I’ve got two questions. 

1. I’m setting up what appears to be quite a complex novel that is the first in a series. I was wondering: in making it so complex, am I setting reader and editor expectations accordingly for the following books? Do they have to be as complex?

2. I am thinking of writing some pieces of flash fiction about the above-mentioned series. I don’t think I will include these smaller pieces in the series itself, but if any of them get published, would it be OK to use them in the series proper if I change my mind, or would they be regarded as previously published and therefore untouchable?


—A Little Confused and Wary


Dear Confused and Wary,

You don’t need to be either confused or wary just yet. You are wayyyyy ahead of yourself. Here, have a cookie and some hot, milky tea. 

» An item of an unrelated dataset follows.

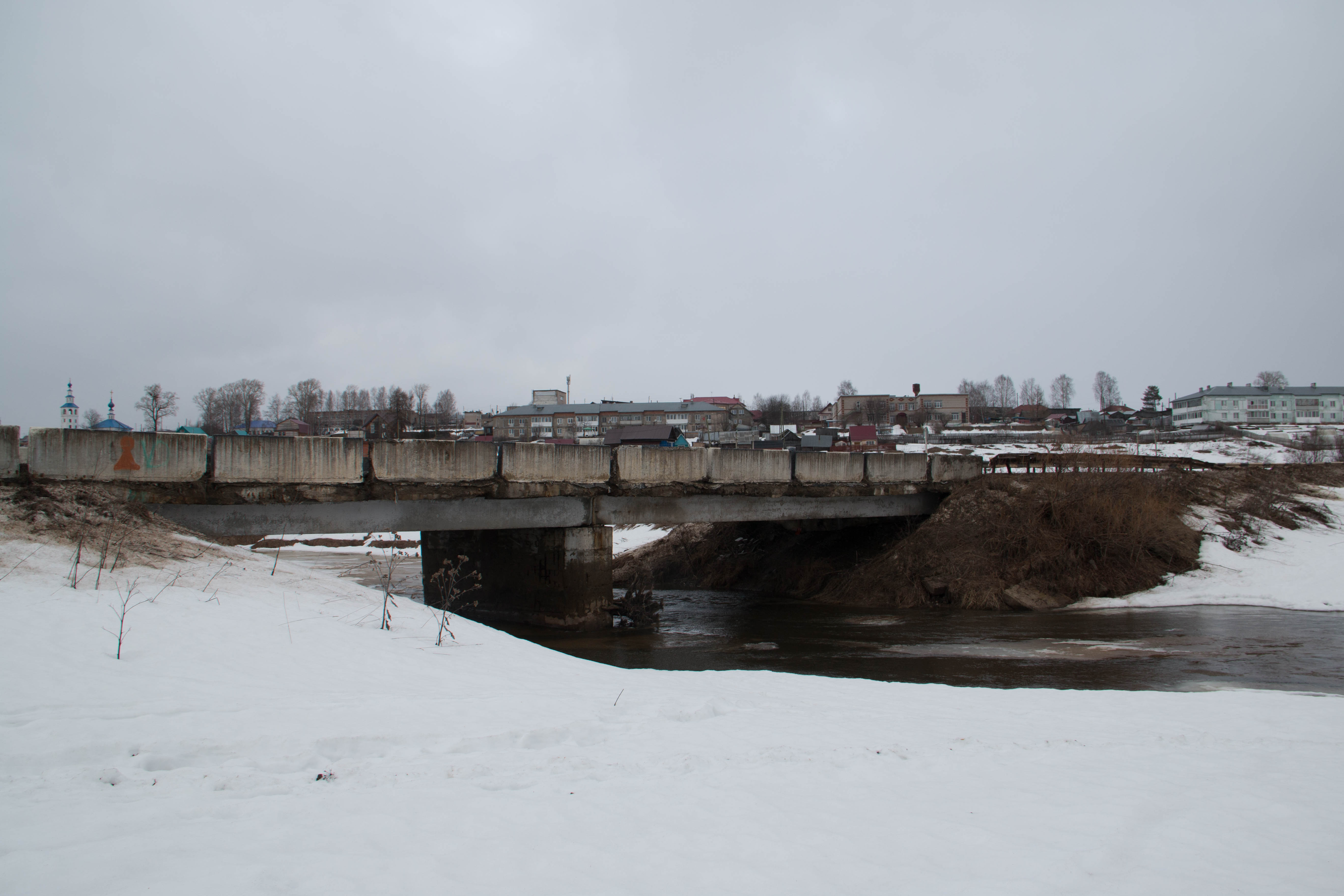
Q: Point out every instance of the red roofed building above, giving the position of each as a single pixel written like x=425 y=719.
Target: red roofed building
x=863 y=436
x=738 y=413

All right, here we go. You say you are writing what appears to be a complex novel. You don’t say how far along you are in this work. I’m going to suggest that it feels like you’re at the first-draft stages, and here’s why: I think a lot of your complexity will fall out in the revision. You will begin to see that there is a certain amount of complexity that will work in any narrative work and that too much complexity will either not suit your personal style, or it will not work within the container of one book.

You’ve already started to see this because you say you know it is part of a series. Some of this complexity can probably be fanned out over a couple of books, so as to not dump all of the complexity on your reader all at once. For instance, if the complexity is stemming from a great many characters within a narrative work, you can introduce some of them on a cursory level in book one and then delve more into them in book two, where you introduce still more characters, whose arcs you can then resolve in book three. 

However, your question was about whether or not your follow-up books would have to be as complex. I’d say that complexity is part of a book’s voice, and so, yes – your ensuing books in the series will have to be as complex. They will have to read in the same voice. 


Your second question was about short stories stemming from the main work. No, you do not have to worry about them being unpublishable. They’d fall under the same rule as short stories being published in literary magazines before being gathered into a book of short stories that is later published. 

Still, don’t put your cart before your horse. Write for now. Remember that revision is a key part of any writing. And have another cookie.